Presently, I'm trying a mix of generally PDF and OpenOffice documents that have
had previous success. The relevant code is mainly something like this:
AutoDetectParser parser = new AutoDetectParser();
Metadata md = new Metadata();
CustomContentHandler handler = new CustomContentHandler();
parser.parse(Files.newInputStream(Paths.get("myfile"), handler, md);
In the CustomContentHandler (extending DefaultHandler from SAX) I implement the
startElement and endElement events, and log each such item. Previously, I
would get a number of "a", "div", and other HTML tag events.
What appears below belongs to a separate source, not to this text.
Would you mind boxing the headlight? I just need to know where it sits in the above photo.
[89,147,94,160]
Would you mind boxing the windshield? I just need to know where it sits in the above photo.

Since 2.1.0, I
only get "html", "head", a few "meta" tags, and a "title", and "body".
Neal Ensor
U.S. Department of Energy
Office of Scientific and Technical Information
Oak Ridge, TN
(865) 576-1295
[email protected]
________________________________
From: Tim Allison <[email protected]>
Sent: Tuesday, September 7, 2021 2:57 PM
To: [email protected] <[email protected]>
Subject: Re: Tika 2.1 custom ContentHandler question
Can you share the code you're using? How are you injecting your
custom ContentHandler? Is this occurring on pdf documents or ppt/pptx
or something else?
On Tue, Sep 7, 2021 at 2:22 PM Ensor, Neal <[email protected]> wrote:
>
> I have been using Tika for quite some time to handle document text extraction
> for SOLR indexing, but attempting to update to 2.1.0 I am encountering an
> issue:
>
> I have a custom SAX ContentHandler wired in to AutoDetectParser calls that I
> have previously relied on to trigger page-based calls around <div
> class="page"> events on startElement. This do not appear to be generated for
> me now? Same code with 1.27 had no issues here. I am in fact also no longer
> "seeing" any "<a>" tag events in my handler either. Is there some
> alternative way to access the content handler I am not employing?
>
> When using Tika 2.1.0 "app" via the command-line with --xml, the resulting
> document shows all the tags I expect, but my ContentHandler is not. Any
> advice would be appreciated, and if more info or code snippets from me might
> help, I'd be happy to provide.
>
> Thanks in advance!
>
> Neal Ensor
> U.S. Department of Energy
> Office of Scientific and Technical Information
> Oak Ridge, TN
> (865) 576-1295
> [email protected]